Swimming with the tuna was mesmerizing but unsettling. Giant bluefin are, as Galaz put it, “like missiles, prepared for speed and power.” Their backs were battleship gray topped with a saw-toothed line of small yellow dorsal fins. Their sides had the look of battered chrome and steel; some bore the streak of an electric blue line. The larger fish, weighing more than 500 pounds (230 kilograms), were at least eight feet (two meters) long.

One giant bluefin—some 300 pounds (135 kilograms) heavier and two feet (0.6 meters) longer than most of the others—caught my eye. It was not swimming endlessly with the school in a clockwise gyre. Instead, it darted in different directions, sullen and aggressive, nearly brushing against me as it scanned me with large, black, disk-shaped eyes. There was something else: a stainless-steel hook embedded in its mouth, trailing a long strand of monofilament line. In recent weeks, this fish had lunged at one of the thousands of baited hooks set by a longline vessel. Somehow, it had broken free.

After untying the large mesh gates on the pen, Galaz and his divers began herding fish. Peeling off from their gyre, the bluefin whizzed into the cage like torpedoes.

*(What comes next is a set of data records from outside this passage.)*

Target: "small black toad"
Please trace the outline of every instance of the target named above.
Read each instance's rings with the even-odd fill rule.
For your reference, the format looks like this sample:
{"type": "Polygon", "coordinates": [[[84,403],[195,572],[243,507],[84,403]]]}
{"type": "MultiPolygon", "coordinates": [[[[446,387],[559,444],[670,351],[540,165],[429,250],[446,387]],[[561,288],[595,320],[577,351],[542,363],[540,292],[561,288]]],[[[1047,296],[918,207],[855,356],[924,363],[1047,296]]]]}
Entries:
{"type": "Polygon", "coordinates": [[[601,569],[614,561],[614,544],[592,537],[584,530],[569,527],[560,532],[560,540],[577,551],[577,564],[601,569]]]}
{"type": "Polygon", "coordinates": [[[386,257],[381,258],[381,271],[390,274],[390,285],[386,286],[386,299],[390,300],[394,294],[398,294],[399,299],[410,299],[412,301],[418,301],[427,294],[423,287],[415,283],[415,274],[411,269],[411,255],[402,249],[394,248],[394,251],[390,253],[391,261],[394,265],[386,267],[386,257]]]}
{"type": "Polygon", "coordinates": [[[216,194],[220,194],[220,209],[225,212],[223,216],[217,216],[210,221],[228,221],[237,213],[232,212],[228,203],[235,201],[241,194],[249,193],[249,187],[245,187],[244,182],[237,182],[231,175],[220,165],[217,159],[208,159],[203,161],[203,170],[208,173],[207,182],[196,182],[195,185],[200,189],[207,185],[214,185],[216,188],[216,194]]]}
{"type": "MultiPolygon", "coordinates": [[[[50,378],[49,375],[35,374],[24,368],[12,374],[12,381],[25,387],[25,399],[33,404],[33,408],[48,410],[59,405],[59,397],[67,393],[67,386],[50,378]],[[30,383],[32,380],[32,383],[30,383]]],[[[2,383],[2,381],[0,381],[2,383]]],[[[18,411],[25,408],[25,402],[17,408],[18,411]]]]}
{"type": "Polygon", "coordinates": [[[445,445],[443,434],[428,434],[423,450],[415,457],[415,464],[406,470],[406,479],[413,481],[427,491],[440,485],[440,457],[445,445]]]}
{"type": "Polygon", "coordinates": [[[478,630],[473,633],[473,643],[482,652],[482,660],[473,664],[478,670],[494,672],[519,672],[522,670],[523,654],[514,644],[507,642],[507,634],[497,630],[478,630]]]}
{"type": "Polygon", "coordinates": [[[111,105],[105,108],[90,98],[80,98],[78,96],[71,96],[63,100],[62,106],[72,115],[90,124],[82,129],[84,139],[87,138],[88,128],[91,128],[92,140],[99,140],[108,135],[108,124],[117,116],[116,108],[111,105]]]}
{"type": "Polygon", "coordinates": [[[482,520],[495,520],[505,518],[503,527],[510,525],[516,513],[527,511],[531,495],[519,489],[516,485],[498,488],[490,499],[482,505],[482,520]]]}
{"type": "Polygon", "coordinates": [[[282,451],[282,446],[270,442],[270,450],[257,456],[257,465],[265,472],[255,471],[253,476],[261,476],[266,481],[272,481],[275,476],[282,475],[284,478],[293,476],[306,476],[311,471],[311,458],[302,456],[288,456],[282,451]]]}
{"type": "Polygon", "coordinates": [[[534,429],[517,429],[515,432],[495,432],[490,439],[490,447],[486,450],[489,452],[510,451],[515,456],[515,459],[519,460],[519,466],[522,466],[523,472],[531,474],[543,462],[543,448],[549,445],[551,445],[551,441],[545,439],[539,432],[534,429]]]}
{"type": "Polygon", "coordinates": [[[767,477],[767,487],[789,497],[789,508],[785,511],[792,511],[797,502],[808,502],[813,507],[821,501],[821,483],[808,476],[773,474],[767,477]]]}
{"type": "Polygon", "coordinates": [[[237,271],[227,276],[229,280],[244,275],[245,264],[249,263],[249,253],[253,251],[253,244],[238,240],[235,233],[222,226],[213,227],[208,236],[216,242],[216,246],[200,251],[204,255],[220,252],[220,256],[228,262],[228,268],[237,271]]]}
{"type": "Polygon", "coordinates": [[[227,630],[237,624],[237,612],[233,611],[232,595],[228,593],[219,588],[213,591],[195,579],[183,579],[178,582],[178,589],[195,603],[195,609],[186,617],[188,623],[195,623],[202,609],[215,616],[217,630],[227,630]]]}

The fish with the hook in its mouth was one of the last to leave, but eventually it shot up from the depths and into the cage, dragging a diver who had hitched a ride on the line.

Ecolofish’s catch was part of an annual legal take of 32,000 metric tons in the Mediterranean and eastern Atlantic. The true quantity, however, is closer to between 50,000 metric tons and 60,000 metric tons. The group charged with managing bluefin tuna stocks, the International Commission for the Conservation of Atlantic Tuna (ICCAT), has acknowledged that the fleet has been violating quotas egregiously. Scientists estimate that if fishing continues at current levels, stocks are bound to collapse. But despite strong warnings from its own biologists, ICCAT—with 43 member states—refused to reduce quotas significantly last November, over the objections of delegations from the U.S., Canada, and a handful of other nations. Because bluefin sometimes migrate across the Atlantic, American scientists, and bluefin fishermen who abide by small quotas off their coasts, have long been calling for a large reduction in the Mediterranean catch.

“The Mediterranean is at the point that if bluefin stocks are not actually collapsing, they are approaching collapse,” said William T. Hogarth, ICCAT’s recently appointed chairman, who also serves as director of the U.S. National Marine Fisheries Service. “I was really disappointed—when it got to bluefin, science just seemed to go out the window. The bottom line was that, as chairman, I felt I was sort of presiding over the demise of one of the most magnificent fish that swims the ocean.”